Food certification regions:

  • North America
  • Europe
  • Asia Pacific
  • South America
  • Rest of World (South Africa, Middle East and Rest in Africa) “

  • Gluten free is an eating plan that excludes foods containing gluten.
  • Organic USDA regulates that a product must be 95% organic in order to have an organic label.
  • NonGMO GMO’s are FDA approved. There is no oversight or legal obligation to label them.
  • NonMSG MSG is FDA approved. There is no oversight or legal obligation to label it.
  • Fair trade  Fair trade is an arrangement designed to help producers in growing countries achieve sustainable and equitable trade relationships. Members of the fair trade movement add the payment of higher prices to exporters, as well as improved social and environmental standards.
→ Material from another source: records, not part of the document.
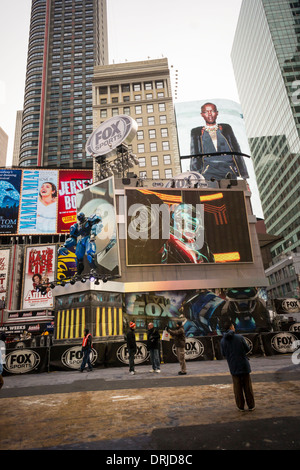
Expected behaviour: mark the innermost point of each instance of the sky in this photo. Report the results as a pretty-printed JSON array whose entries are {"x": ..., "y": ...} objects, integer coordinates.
[{"x": 196, "y": 37}]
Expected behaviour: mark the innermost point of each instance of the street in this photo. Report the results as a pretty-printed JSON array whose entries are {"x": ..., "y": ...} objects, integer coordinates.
[{"x": 108, "y": 409}]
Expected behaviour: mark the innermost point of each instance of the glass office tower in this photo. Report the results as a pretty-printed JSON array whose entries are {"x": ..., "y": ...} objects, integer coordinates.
[
  {"x": 67, "y": 38},
  {"x": 266, "y": 62}
]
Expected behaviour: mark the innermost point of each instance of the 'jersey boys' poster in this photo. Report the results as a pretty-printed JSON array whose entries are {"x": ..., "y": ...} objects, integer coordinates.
[
  {"x": 70, "y": 181},
  {"x": 38, "y": 274}
]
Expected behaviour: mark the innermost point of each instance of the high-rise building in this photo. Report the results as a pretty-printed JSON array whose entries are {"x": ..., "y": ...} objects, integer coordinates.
[
  {"x": 141, "y": 90},
  {"x": 17, "y": 139},
  {"x": 3, "y": 147},
  {"x": 266, "y": 62},
  {"x": 67, "y": 39}
]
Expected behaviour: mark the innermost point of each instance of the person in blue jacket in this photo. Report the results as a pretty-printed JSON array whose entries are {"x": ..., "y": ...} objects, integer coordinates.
[{"x": 235, "y": 348}]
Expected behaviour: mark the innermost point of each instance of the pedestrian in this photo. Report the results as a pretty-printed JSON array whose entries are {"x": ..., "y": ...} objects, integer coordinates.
[
  {"x": 235, "y": 348},
  {"x": 153, "y": 347},
  {"x": 131, "y": 346},
  {"x": 179, "y": 342},
  {"x": 86, "y": 349}
]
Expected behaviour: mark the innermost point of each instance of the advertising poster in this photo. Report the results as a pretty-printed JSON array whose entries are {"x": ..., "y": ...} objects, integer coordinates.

This is a working list. I intend to update it over time to reflect changes in the industry:

  • Chemmap “Vegan Verification is an innovative programme from Eurofins | Chem-MAP®, which risk assesses materials and components, as well as providing testing of chemicals and materials, to establish whether any animal or by-products have been used.”
  • Foodchain ID A certifications pioneer for 33 years, FoodChain ID is a global leader in organic certification having certified over 14,000 organic operations (including over 1000 USDA NOP operations), and more than 2500 non-GMO operations worldwide. We also offer other specialty certifications such as gluten-free, U.S. Hemp Authority, as well as a variety of food safety and GMP programs.”
  • BeVeg “BeVeg is ISO accredited and recognized by the world accreditation community for its vegan standard. ISO is the International Organization for Standardization that develops and publishes international standards. BeVeg is accredited under ISO 17065 as a published vegan standard.”
  • BIORIUS relies on The Vegan Society’s standards for Vegan certification.
  • NFC Natural Food Certifiers stands for a “choice” in personal health management. By offering GMO-free, organic, gluten-free, vegan and kosher certifications
  • Vegan.Org the Certified Vegan Logo is a registered trademark, similar in nature to the kosher mark, for products that do not contain animal products or byproducts and that have not been tested on animals.”
  • Vegan Society The Vegan Trademark has been helping people identify that a product is free from animal ingredients since 1990. Registration with the trademark gives brands the confidence to shout about their vegan credentials. Look out for the Vegan Trademark on over 56,000 products worldwide, including cosmetics, clothing, food, drink, household items 
  • AnimalFree The Animal Free Rating rewards companies that pledge to stop their use of animal derived materials.
  • VeganOk Popular vegan accreditation company with over 1400 accreditations
  • Bioagricert has developed a certification scheme dedicated to vegetarian, vegan and plant based products. An independent control system (compliant with the EN 17065 standard) which aims to identify, enhance and guarantee products intended for vegetarian and vegan consumers.
  • PETA-Approved “More than 1,000 companies are using the “PETA-Approved Vegan” logo to highlight clothing, accessories, furniture, and home decor items made of vegan alternatives to animal-derived materials such as leather, fur, silk, feathers, or bone.”

Different companies and organizations follow different certification schemes. Generally, when it comes to vegan products, no animal products can be used at all.